Create detailed plots with:

evaluator.plot_evaluations()
Parameters:
  • adata (AnnData) – An already preprocessed annotated data matrix. Typically we use log normalised data.

  • celltype_key (Union[str, List[str]]) – The adata.obs key for cell type annotations. Provide a list of keys to calculate the according metrics on multiple keys.

  • results_dir (Optional[str]) – Directory where probeset results are saved. Defaults to ./probeset_evaluation/. Set to None if you don’t want to save results. When initializing the class we also check for existing results. Note if

  • scheme (str) –

    Defines which metrics are calculated

    • ’quick’ : knn, forest classification, marker correlation (if marker list given), gene correlation

    • ’full’ : nmi, knn, forest classification, marker correlation (if marker list given), gene correlation

    • ’custom’: define metrics of intereset in metrics

  • metrics (Optional[List[str]]) –

    Define which metrics are calculated. This is set automatically if scheme != "custom". Supported are:

    • ’cluster_similarity’

    • ’knn_overlap’

    • ’forest_clfs’

    • ’marker_corr’

    • ’gene_corr’

  • metrics_params (Dict[str, Dict]) –

    Provide parameters for the calculation of each metric. E.g.:

    metrics_params = {
        "nmi":{
            "ns": [5,20],
            "AUC_borders": [[7, 14], [15, 20]],
        }
    }
    

    This overwrites the arguments ns and AUC_borders of the nmi metric. See get_metric_default_parameters() for the default values of each metric

  • marker_list (Union[str, Dict[str, List[str]]]) – Dictionary containing celltypes as keys and the respective markers as a list as values.

  • reference_name (str) – Name of reference dataset. This is chosen automatically if None is given.

  • reference_dir (str) – Directory where reference results are saved. If None is given reference_dir is set to results_dir+'reference/'.

  • verbosity (int) – Verbosity level.

  • n_jobs (int) – Number of CPUs for multi processing computations.

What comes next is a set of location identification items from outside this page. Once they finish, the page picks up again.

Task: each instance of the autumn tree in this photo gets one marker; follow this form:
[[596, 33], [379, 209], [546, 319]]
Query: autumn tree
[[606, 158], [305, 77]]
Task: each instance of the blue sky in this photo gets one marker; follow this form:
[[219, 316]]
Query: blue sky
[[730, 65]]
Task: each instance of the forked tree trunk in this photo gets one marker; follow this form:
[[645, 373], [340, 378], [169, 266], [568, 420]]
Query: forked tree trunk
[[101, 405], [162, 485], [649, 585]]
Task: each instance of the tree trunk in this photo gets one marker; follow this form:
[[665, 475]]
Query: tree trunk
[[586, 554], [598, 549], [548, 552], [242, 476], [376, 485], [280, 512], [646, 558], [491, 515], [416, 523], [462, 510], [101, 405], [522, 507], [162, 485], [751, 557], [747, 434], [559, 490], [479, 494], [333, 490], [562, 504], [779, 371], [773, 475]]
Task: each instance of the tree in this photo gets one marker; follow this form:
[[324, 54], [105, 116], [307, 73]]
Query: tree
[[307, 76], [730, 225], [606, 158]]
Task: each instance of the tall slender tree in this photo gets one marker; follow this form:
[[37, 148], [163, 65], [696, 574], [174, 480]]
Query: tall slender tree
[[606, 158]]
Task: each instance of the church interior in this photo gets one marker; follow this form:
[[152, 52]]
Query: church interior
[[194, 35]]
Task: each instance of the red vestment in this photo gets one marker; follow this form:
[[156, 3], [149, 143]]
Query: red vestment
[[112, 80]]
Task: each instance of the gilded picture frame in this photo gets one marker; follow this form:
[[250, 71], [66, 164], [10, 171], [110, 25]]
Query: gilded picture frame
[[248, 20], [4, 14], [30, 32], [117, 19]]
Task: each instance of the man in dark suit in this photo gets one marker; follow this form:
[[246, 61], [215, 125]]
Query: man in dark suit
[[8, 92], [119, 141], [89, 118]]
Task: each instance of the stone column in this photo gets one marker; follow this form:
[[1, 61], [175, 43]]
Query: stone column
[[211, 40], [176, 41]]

Set to -1 to use all available CPUs.

Attributes:
  • adata – An already preprocessed annotated data matrix. Typically we use log normalised data.

  • celltype_key – The adata.obs key for cell type annotations or list of keys.

  • dir – Directory where probeset results are saved.

  • scheme – Defines which metrics are calculated

  • marker_list – Celltypes and the respective markers.

  • metrics_params – Parameters for the calculation of each metric. Either default or user specified.

  • metrics – The metrics to be calculated. Either custom or defined according to scheme.

  • ref_name – Name of reference dataset.

  • ref_dir – Directory where reference results are saved.

  • verbosity – Verbosity level.

  • n_jobs – Number of CPUs for multi processing computations. Set to -1 to use all available CPUs. Verbosity level.

  • shared_results – Results of shared metric computations.

  • pre_results – Results of metric pre computations.

  • results – Results of probe set specific metric computations.

  • summary_results – Table of summary statistics.

Methods

compute_or_load_shared_results()

Compute results that are potentially reused for evaluations of different probesets.

evaluate_probeset(genes[, set_id, ...])

Compute probe set specific evaluations.

evaluate_probeset_pipeline(genes, set_id, ...)

Pipeline specific adaption of evaluate_probeset.

load_results([directories, reference_dir, ...])

Load existing results from files of one or multiple evaluation output directories

pipeline_summary_statistics(result_files, ...)

Adaptation of the function summary_statistics for the spapros-pipeline.

plot_cluster_similarity([set_ids, ...])

Plot cluster similarity as NMI over number of clusters

plot_coexpression([set_ids])

Plot heatmaps of gene correlation matrices

plot_confusion_matrix([set_ids])

Plot heatmaps of cell type classification confusion matrices

plot_evaluations([set_ids, metrics, show, ...])

Plot detailed results plots for specified metrics.

plot_knn_overlap([set_ids, selections_info])

Plot mean knn overlap over k

plot_marker_corr(**kwargs)

Plot maximal correlations with marker genes

plot_summary([set_ids])

Plot heatmap of summary metrics

summary_statistics(set_ids)

Compute summary statistics and update summary csv.